By Teck’s own admission, things are changing

The company explained its withdrawal citing public pressure and changing financial markets that are increasingly locking in a demand for serious climate policy. 

Here’s a short excerpt from the letter Teck’s CEO sent to Jonathan Wilkinson, Canada’s Minister for Environment and Climate Change. Can you believe this was written by a fossil fuel executive?

global capital markets are changing rapidly and investors and customers are increasingly looking for jurisdictions to have a framework in place that reconciles resource development and climate change, in order to produce the cleanest possible products.”

Fossil fuel companies are losing their social license as the truth about their impact on the climate crisis set in. Here is the evidence that we’re witnessing an extraordinary moment of change, if you were ever looking for it.

People power made this possible

Teck’s decision  to pull the plug on the project reflects the global work that Indigenous leaders, Greenpeace supporters and activists everywhere have been doing to make investors and politicians understand the risks of deepening fossil fuel investments — from pipelines to mega-mines to coal and deep sea drilling.

Every petition signature, every protest, every dollar, every phone call matters. When I met with a Liberal staffer for Deputy Prime Minister Freeland last Friday, they said that Greenpeace had been “very effective” in getting our message across. That was our supporters and allies in action, like student activist Ashley Torres who joined us in taking action outside Parliament in Ottawa to send a message to Cabinet last week.

  • More than 55,000 Greenpeace supporters emailed Justin Trudeau’s cabinet to reject Teck. 
  • More than 100,000 petition signatures were collected by Greenpeace and other groups across Canada.
  • Many of you participated in our Twitterstorm that trended across Canada. send a message to Cabinet in Ottawa last week.
  • In collaboration with LeadNow and Équiterre, several hundred people visited their Ministers and Members of Parliament in their constituency to voice their opposition to the project. 
  • And so much more.

And get this: Today (barely two full days after Teck’s decision), Norwegian oil giant Equinor has announced that it  will abandon plans to drill in the incredible Great Australian Bight because it is “not commercially competitive”.
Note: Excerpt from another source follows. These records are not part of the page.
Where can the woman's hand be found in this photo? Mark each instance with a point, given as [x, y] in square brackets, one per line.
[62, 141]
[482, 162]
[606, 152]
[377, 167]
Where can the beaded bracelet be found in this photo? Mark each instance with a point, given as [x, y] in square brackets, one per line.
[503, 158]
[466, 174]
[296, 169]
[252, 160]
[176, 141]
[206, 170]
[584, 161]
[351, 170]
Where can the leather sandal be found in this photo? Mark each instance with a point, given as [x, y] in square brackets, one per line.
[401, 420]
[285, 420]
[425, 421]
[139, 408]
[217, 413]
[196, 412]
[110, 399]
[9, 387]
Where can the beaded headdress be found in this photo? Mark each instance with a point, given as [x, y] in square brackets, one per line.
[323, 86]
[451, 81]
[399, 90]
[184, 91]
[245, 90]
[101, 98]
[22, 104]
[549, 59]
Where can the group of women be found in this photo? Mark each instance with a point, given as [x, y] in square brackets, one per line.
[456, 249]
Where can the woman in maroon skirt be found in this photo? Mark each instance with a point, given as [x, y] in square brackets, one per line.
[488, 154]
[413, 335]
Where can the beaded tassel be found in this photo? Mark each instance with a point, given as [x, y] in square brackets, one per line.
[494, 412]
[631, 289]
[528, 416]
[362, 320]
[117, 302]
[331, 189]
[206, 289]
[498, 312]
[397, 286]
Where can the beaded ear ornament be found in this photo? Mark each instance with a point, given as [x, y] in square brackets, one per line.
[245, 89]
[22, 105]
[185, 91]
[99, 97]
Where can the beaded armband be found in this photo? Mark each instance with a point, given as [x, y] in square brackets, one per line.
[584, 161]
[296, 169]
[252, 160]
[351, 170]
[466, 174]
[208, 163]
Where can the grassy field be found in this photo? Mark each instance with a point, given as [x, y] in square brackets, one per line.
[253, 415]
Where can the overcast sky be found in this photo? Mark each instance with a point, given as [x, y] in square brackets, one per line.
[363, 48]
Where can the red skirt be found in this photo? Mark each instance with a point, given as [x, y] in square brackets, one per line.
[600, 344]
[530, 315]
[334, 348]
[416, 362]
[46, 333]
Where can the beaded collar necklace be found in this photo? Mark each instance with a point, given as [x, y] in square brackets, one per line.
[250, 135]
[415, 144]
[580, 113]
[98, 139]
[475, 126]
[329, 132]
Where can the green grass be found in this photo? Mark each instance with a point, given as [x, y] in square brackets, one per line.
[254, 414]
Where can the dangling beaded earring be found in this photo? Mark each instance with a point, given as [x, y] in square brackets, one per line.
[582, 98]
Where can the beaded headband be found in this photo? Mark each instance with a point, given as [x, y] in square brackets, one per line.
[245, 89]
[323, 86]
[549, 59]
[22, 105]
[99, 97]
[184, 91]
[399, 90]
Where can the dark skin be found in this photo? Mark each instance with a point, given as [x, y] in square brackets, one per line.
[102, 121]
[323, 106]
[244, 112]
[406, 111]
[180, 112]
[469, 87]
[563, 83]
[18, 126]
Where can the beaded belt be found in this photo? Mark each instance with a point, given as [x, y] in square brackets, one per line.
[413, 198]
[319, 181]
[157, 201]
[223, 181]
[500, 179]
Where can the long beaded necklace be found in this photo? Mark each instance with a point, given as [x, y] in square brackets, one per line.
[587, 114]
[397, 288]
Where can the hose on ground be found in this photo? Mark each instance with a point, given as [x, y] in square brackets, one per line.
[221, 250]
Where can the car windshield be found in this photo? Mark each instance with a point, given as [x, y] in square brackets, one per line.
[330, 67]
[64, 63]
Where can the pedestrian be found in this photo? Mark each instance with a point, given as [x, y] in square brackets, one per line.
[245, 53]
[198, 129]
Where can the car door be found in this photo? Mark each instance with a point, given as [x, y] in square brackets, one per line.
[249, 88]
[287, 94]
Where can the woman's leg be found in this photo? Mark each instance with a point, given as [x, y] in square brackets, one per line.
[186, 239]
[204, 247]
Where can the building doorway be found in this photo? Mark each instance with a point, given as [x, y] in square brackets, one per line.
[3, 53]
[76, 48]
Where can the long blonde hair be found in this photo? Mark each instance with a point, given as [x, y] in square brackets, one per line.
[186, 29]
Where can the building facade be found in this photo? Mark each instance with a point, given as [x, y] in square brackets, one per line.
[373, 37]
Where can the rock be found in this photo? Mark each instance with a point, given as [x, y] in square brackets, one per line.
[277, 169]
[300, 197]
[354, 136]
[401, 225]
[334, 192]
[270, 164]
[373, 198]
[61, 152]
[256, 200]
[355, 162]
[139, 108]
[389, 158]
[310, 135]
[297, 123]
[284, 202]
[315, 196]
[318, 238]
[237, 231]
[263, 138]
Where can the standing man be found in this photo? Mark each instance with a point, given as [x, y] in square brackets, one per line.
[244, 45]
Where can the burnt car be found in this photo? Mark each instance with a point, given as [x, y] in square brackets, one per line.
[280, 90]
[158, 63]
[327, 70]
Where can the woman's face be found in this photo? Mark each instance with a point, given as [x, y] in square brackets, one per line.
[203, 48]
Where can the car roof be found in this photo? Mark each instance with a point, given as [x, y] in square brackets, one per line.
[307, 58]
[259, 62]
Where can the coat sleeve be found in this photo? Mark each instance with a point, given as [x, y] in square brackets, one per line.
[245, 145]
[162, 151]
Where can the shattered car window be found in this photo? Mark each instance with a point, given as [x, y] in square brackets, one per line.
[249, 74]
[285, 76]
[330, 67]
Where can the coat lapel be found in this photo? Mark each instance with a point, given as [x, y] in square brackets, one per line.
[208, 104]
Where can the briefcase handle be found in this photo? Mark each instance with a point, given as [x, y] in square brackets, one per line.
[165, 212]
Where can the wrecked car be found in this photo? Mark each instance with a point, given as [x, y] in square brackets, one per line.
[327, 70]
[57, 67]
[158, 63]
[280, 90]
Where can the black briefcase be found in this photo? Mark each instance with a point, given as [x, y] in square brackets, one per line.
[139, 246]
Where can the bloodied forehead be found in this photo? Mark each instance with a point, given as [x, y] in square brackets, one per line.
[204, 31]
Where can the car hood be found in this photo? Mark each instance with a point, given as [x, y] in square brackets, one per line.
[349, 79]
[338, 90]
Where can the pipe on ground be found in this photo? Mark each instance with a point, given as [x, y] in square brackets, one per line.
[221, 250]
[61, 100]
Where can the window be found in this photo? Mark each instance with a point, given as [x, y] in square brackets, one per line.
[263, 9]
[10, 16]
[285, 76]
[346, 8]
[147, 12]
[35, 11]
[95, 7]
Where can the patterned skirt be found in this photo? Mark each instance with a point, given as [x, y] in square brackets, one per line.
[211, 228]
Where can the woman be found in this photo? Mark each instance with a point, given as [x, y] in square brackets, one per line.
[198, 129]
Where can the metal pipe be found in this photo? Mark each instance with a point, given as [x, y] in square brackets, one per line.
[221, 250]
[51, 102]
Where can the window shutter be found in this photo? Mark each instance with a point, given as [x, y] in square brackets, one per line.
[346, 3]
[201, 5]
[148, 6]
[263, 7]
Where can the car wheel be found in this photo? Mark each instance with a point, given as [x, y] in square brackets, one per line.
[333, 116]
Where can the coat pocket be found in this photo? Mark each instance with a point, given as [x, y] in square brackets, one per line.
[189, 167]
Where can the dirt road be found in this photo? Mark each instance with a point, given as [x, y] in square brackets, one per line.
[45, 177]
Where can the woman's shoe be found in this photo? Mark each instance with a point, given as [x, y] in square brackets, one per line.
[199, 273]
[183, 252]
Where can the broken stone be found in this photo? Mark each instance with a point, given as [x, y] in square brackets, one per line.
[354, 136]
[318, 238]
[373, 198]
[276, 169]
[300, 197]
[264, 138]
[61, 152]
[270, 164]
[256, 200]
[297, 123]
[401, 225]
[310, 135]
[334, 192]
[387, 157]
These wins are a testament to the years of relentless research, campaigning, political pressure, investor relations and public education this movement has been doing. This is people power in action! So, what’s next?

First, let’s take a beat to enjoy this victory and appreciate the hard work it took to get here.

In the long-term, we look to government/companies to implement the Green New Deal and urgently create jobs for Indigenous, rural and urban workers by scaling up wind and solar power, green building, mass transit and ecosystem restoration, and more.

In the short-term, we need to turn our eyes to Wet’suwet’en. In their letter to the federal government, Teck wrote that the proposed mine: “has surfaced a broader debate over climate change and Canada’s role in addressing it. […] Questions about the societal implications of energy development, climate change and Indigenous rights are critically important ones for Canada, its provinces and Indigenous governments to work through.”

This has been plain in the struggle of the Wet’suwet’en Nation to protect their lands from the Coastal GasLink natural gas pipeline, which does not have consent from the hereditary leaders who are the title holders of the land.

Yesterday, the Ontario Provincial Police moved in and arrested Mohawk Land Defenders at the Tyendinaga rail blockade. The blockade started nearly three weeks ago in solidarity with Wet’suwet’en hereditary chiefs who are defending their territory in British Columbia against the Coastal Gaslink pipeline.

If this victory against Teck has shown me anything, it’s that people taking action together can make a difference. Please call Prime Minister Justin Trudeau’s office now to express solidarity with the Wet’suwet’en people defending their lands against this destructive pipeline.

People power stopped the largest tar sands mine ever proposed. And I’d like to thank you for being part of it. Let’s keep it going.